The first iteration provides a skeleton for the rest of the implementation, and it helps address high risks in the project. The team is free to completely change the structure around later, but the first iteration provides a starting point.
Other Iterations
Use however many story points the team finished in the last iteration as the estimate for how many points will be done in the next iteration. (This is called the “Yesterday’s Weather” rule: the best predictor for today’s weather was yesterday’s weather.)
For example:
Expected Velocity | Actual Velocity | Accumulated Points |
Projected in 3 Iterations |
|
---|---|---|---|---|
Iteration 1 | 40 | 20 | 20 | 60 |
Iteration 2 | 20 | 40 | 60 | 100 |
Iteration 3 | 40 | 40 | 100 | 100 |
The velocity may bounce around some at first, but it usually stabilizes.

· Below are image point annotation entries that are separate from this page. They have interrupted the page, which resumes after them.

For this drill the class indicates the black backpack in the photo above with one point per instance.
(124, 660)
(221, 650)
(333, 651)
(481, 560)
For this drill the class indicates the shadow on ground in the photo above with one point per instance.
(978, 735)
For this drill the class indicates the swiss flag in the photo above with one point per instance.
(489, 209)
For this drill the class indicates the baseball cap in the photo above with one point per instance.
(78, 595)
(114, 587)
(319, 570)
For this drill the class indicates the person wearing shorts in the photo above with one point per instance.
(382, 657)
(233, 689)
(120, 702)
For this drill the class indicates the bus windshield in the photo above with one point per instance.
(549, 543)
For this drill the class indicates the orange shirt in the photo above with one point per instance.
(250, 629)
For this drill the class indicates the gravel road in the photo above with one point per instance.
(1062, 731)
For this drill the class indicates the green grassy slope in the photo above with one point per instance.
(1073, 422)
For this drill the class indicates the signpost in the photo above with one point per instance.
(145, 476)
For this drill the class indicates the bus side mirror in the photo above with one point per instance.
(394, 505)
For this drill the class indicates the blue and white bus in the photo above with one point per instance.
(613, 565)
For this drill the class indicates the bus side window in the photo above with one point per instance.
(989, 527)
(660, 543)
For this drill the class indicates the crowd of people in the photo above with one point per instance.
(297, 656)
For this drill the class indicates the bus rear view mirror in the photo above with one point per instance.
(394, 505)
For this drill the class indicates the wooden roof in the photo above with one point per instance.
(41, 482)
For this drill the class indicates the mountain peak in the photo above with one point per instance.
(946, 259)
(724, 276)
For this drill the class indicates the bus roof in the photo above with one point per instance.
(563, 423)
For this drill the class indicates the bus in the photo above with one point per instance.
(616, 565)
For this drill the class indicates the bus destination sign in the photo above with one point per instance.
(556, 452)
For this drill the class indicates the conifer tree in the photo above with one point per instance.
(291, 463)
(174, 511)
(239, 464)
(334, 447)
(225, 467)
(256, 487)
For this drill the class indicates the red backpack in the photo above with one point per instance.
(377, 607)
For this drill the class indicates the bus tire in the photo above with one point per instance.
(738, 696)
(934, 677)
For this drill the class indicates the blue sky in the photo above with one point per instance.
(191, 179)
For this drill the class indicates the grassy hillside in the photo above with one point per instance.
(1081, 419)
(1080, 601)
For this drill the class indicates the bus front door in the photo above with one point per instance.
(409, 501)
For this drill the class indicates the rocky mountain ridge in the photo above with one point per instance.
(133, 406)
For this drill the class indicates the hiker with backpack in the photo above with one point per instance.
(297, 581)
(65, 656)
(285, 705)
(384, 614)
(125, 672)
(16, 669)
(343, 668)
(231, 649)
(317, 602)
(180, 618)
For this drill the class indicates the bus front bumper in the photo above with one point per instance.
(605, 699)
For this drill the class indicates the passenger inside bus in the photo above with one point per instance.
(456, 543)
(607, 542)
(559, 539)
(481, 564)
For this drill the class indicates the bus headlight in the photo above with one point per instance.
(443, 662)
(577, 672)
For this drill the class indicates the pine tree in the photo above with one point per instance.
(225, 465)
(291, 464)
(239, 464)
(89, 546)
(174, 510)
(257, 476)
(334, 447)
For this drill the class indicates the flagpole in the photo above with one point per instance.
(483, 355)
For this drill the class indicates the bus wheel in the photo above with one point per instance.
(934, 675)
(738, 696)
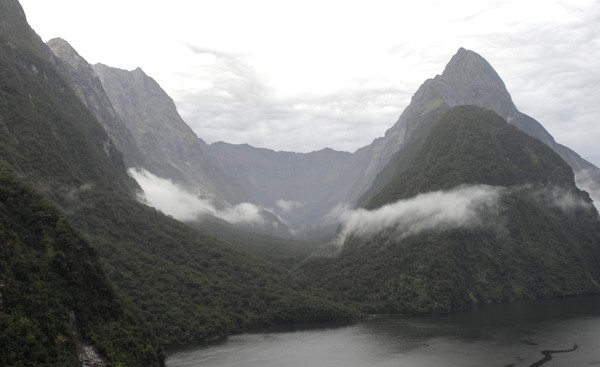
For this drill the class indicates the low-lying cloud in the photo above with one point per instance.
(585, 181)
(458, 208)
(174, 200)
(467, 206)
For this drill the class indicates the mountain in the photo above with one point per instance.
(296, 186)
(56, 305)
(468, 79)
(173, 149)
(481, 212)
(56, 299)
(178, 283)
(88, 88)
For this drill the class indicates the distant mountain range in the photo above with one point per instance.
(464, 200)
(300, 188)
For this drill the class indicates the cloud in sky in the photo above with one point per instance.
(312, 74)
(173, 200)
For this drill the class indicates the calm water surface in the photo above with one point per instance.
(503, 335)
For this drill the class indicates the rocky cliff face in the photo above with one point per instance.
(88, 88)
(170, 146)
(468, 79)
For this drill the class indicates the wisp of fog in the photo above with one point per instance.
(183, 205)
(460, 207)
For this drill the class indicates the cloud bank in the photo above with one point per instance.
(174, 200)
(459, 208)
(467, 206)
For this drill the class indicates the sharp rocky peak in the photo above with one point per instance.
(469, 79)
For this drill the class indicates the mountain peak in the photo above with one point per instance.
(66, 52)
(469, 79)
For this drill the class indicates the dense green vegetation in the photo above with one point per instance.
(179, 283)
(81, 260)
(186, 285)
(54, 294)
(533, 249)
(471, 145)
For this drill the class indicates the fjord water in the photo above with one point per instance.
(510, 334)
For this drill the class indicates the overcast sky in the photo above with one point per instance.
(304, 75)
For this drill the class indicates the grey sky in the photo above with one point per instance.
(302, 76)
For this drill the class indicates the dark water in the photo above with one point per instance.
(513, 334)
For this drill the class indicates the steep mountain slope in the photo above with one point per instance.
(183, 284)
(47, 135)
(481, 212)
(169, 144)
(468, 79)
(294, 185)
(56, 306)
(89, 89)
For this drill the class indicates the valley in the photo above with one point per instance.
(124, 231)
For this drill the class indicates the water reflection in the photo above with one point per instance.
(512, 334)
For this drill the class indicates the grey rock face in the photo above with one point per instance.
(89, 89)
(170, 146)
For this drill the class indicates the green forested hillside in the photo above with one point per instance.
(182, 285)
(188, 286)
(53, 292)
(471, 145)
(533, 245)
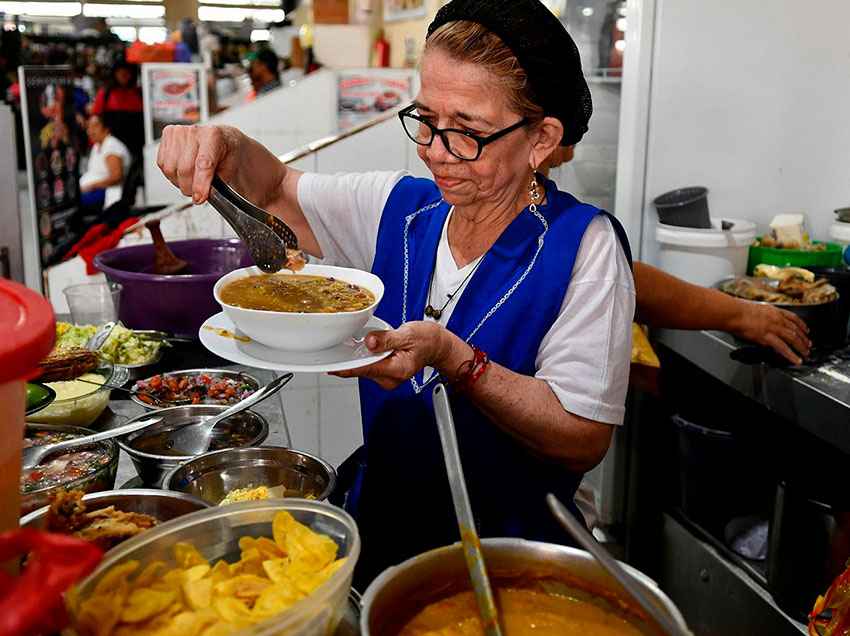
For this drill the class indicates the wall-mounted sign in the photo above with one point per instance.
(173, 94)
(54, 139)
(395, 10)
(365, 94)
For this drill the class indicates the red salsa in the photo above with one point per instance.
(194, 389)
(61, 469)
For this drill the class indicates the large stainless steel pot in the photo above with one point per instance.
(402, 590)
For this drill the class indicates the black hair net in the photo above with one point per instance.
(543, 48)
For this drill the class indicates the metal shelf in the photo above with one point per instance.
(815, 397)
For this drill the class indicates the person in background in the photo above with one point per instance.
(109, 160)
(264, 72)
(121, 100)
(664, 301)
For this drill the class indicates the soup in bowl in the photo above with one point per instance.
(316, 308)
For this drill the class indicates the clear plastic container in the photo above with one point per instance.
(215, 532)
(84, 409)
(99, 479)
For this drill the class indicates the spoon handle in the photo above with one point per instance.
(463, 511)
(586, 541)
(257, 396)
(50, 449)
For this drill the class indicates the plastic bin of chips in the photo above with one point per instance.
(215, 534)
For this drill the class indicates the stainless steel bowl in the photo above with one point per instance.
(152, 466)
(99, 479)
(212, 475)
(160, 504)
(219, 373)
(401, 591)
(139, 371)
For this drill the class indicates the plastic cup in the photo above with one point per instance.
(93, 303)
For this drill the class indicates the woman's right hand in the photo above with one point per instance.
(189, 157)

Notice that in the release plan we originally expected to get 120 points in 3 iterations, but we only completed 100 points worth. And at the end of the first iteration, it looked even bleaker. This is a place where the customer’s involvement is crucial: the customer can split or simplify stories, move the end date, ask for more people, cancel the project, or do whatever they need to do given the status of the project.
How does a team increase its velocity? If a team feels they’re on track to finish early, they’ll ask for more work in the middle of the iteration.
Iteration Planning
Going a level deeper, XP uses a similar process for deciding what to do in an iteration.
- The customer selects stories for the iteration. (This is subject to “Yesterday’s Weather” – scheduling only as many hours as were completed in the previous iteration.)
- The team discusses each selected story, and brainstorms tasks that would implement them.
- Team members accept and estimate tasks.
- The team adjusts and balances the tasks to make sure they fit into the iteration.
The tasks for an iteration are in the development team’s purview. It’s typical for the customer to be present during this planning, as there will often be questions. These are the two most common approaches to task estimation:
- No estimates on tasks: the team eyeballs the tasks to make sure none look too large (e.g., not bigger than half a day’s work)
- Hour-based absolute estimates: the number of pair-hours a task is expected to take. Some teams try to estimate individual programmers’ velocities; more common is to use an estimate for the team as a whole.
The iteration planning is usually done the first morning of an iteration.
The iteration plan will often change during an iteration as a team learns about tasks they missed, or come up with a better or different way to do things.
What’s Interesting About XP’s Planning Processes?
- Extremely short cycles.
- Use of conversations and tests about stories rather than documents.
- Use of estimates, velocity, and fixed-length iterations.
- “Yesterday’s Weather” rule adjusting estimates every couple weeks.
- First iteration as a backbone for the implementation and a driver of risk identification.
- Commitment to flexibility, e.g., minimizing dependencies so stories can be implemented in arbitrary order.
Resources
- Planning Extreme Programming by Kent Beck and Martin Fowler. A full explanation of XP-style planning.
- Extreme Programming Explained: Embrace Change, 2/e, by Kent Beck and Cynthia Andres. An introduction to XP.
- “Story Time: Release Planning” (chapter 7 of Extreme Programming Explored, by Bill Wake.) Discussion of planning as a game, and more on the customer’s role.
- Extreme Programming Installed, by Ron Jeffries et al. Overview of XP (including planning) from the original XP team.
[Written Nov. 5, 2001. Updated Feb. 27, 2002 due to feedback from Kurt Keutzer and Ivan Tomek. Minor revisions May 27, 2006.]